As we look forward to the next decade, let’s first reflect on the previous one and the impact it had on customer support. The 2010’s was a decade driven by the emergence and evolution of mobile technology, making it easier to communicate than ever before. Think Mobility Print and Print Deploy. It also launched “big data” into the mainstream, and support teams had more information about their customers than ever before. We’ve even recently launched ACDI Analytics in a time when most companies are in ‘pause’ mode. It’s time to look even further down the road towards the future of customer support.
So, what’s in store for the next decade? Here are a few B2B customer support breakthroughs I’ve read about and hope it helps you to prepare for in the next decade.
1. It will be possible for support conversations to be converted to searchable text with minimal effort.
Great support conversations happen between a customer and an agent every day. But what happens to all the excellent knowledge the customer shared when the call is over? Most of it isn’t actionable and it doesn’t live on forever, but more businesses want it to stick around and have value. That’s why more companies will invest in a real-time speech to text technology and ensure this information never leaves their support software system.
2. Mobile chat and text message support experiences will improve, not out of preference, but because of need.
Think back just 10 years ago… was your whole life on your smartphone? Probably not. Sure, you had some photos and emails, but now everything people do revolves around a small device that’s within reach for most of the day. That’s why smartphone users will demand more than ever that the support experience they receive on mobile matches what they’ve come to expect in the office. For example, right now the live chat experience on mobile doesn’t match the desktop. More customers will expect to have streamlined chat and text experiences on mobile devices. They don’t want to leave their phone unlocked to keep the chat active or sit around wondering if a text was sent out successfully.
3. Information at the individual level, not just the company level, will help drive customer support decisions.
For years, many businesses have only worried “if the customer is happy”. But who is the customer? Is it the company itself, or the decision-maker who signed the contract? The two are not always the same, and the B2B support mentality is changing to reflect this distinction. Receiving real-time information about the contacts you support, not the companies, will help drive impactful support conversations. For example, looking at LinkedIn information directly within your support software, an executive with a career background in video technologies would likely want to video chat more than someone working at the same company who worked with server infrastructure.

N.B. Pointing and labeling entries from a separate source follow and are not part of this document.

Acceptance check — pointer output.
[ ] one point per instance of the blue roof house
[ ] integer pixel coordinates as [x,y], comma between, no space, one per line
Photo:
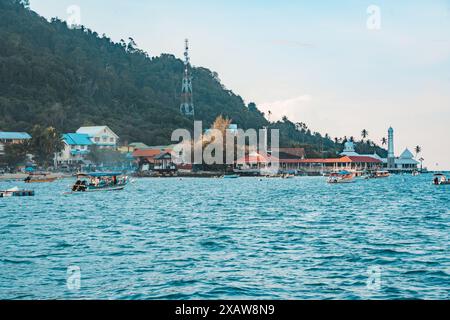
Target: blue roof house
[76,147]
[11,138]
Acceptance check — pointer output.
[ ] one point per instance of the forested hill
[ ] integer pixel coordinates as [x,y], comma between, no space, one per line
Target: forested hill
[64,77]
[53,75]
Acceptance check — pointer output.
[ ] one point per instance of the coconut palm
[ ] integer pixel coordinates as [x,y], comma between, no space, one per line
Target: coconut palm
[418,150]
[421,163]
[364,133]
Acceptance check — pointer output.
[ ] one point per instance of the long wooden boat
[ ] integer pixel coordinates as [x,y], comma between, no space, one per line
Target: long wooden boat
[16,192]
[99,181]
[39,178]
[341,177]
[440,179]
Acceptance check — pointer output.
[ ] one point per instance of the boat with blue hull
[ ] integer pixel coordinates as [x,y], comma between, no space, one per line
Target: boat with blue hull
[16,192]
[99,181]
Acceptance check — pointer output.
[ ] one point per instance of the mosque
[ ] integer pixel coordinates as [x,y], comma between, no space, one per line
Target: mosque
[404,163]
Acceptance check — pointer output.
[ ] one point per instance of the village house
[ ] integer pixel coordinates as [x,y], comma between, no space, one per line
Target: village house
[12,138]
[101,136]
[76,148]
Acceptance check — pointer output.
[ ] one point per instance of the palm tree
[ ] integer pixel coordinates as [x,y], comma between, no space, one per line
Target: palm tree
[364,133]
[417,149]
[421,163]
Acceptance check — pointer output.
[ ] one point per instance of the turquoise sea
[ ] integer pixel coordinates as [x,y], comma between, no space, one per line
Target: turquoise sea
[245,238]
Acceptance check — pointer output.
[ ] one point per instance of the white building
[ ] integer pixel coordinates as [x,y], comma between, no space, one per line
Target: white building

4. B2B support will be less about telling and more about showing through custom, on-demand content.
People are watching less live TV, so it only makes sense that we’re also trending towards less “live” support interactions. Instead of typing out a long response, a support expert may record their screen for 5 minutes and narrate how to solve a problem. This video will then be uploaded to a searchable video support portal for the customer, like their own Netflix for working with your business.
5. Machine learning will determine not only who proactive support teams should contact, but when and how.
What if you were able to take all the data stored in your support software and utilize it to better understand and respond to what your customers need, think, and do? Assuming you have historical customer data in your support software solution, which ACDI does, machine learning can be powerful in driving more meaningful interactions. For example, let’s say you need to tell a customer about a software bug that affected a key product on their account. Machine learning, with the right data, can tell you when the best day and time is to send the message, who the best person at that company would be to send the message to and what terminology to use (“bug” or “problem”) so the message lands in the best way, and so much more. Machine learning can also be used to predictively analyze data and provide responses that could eliminate the need for a call or interaction with an agent. The predictive ability of machine learning will transform support organizations.